Most likely homeschool mom, you’ve done a great job teaching your kiddo basic CVC words, but what about CCVC, CVCC, CCVCC, and CCCVC words? How do you teach your child to read and spell those words? I will share how I’ve taught hundreds of children to learn how to read and spell more advanced Kindergarten CVC words using this phonics skill. Blending!
It’s time for advanced Kindergarten CVC words reading strategies, consonant blends!

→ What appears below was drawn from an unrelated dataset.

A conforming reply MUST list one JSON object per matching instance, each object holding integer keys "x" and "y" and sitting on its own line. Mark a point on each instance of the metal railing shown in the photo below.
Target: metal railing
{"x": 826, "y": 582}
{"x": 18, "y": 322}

Examples of beginning consonant blends for Kindergarten CVC words are:
- ‘bl-‘ (blip)
- ‘st-‘ (step)
- ‘fr-‘ (frog)
- ‘dr-‘ (drip)
- ‘fl-‘ (flat)
5 Kindergarten CVC Words (Advanced)
- For review, the basic cvc word is a single consonant as the beginning sound, a short vowel as the middle sound and a single consonant again as the final sound.
2. CVCC words. The simplest version of this is adding the letter ‘s’ or /s/ sound at the end of a word. An example would be changing the word ‘cat’ to ‘cats’. Another example would be ending a word with 2 consonants where each consonant says its sound. An example of this CVCC word blend is the word ‘nest’ which begins with the usual Kindergarten CVC words beginning, single consonant /n/, middle vowel sound /e/, but ends with two consonant sounds or a consonant blend ‘s-t’, /st/.
3. CCVC words begin with the basic Kindergarten CVC words, where you child blends to consonant sounds together at the beginning of a word, like in the word ‘slug’. Your child reads the ‘s-l’ bend /sl/, then continues to match the grapheme u to the short /u/ sound he has learned, then ending with the hard ‘g’ sound /g/. Keep in mind that you likely have not taught your child digraphs or soft /g/ or soft /c/ rules yet.
4. CCCVC words. Yes, a word can begin with a triple consonant blend. An example are the words ‘scrub’ and ‘splat’. In the word ‘scrub’, you clearly hear each consonant sound in /scr/ and in the word ‘splat’, you clearly hear each of the 3 consonant sounds at the beginning /spl’. ‘Keep in mind that triple consonant blends are different from trigraphs, where 3 letters make one sound. An example of a trigraph is ‘dge’ spells /j/. A tripgraph is different from a triple consonant blend because in trigraph, you hear one sound, in a triple consent blend, you hear all 3 consonant sounds blended together; not a new sound represented by multiple letters.
5. CCCVCC The final goal for blending CVC words for your child would be to successfully decode consonant blends at the beginning and ending of words.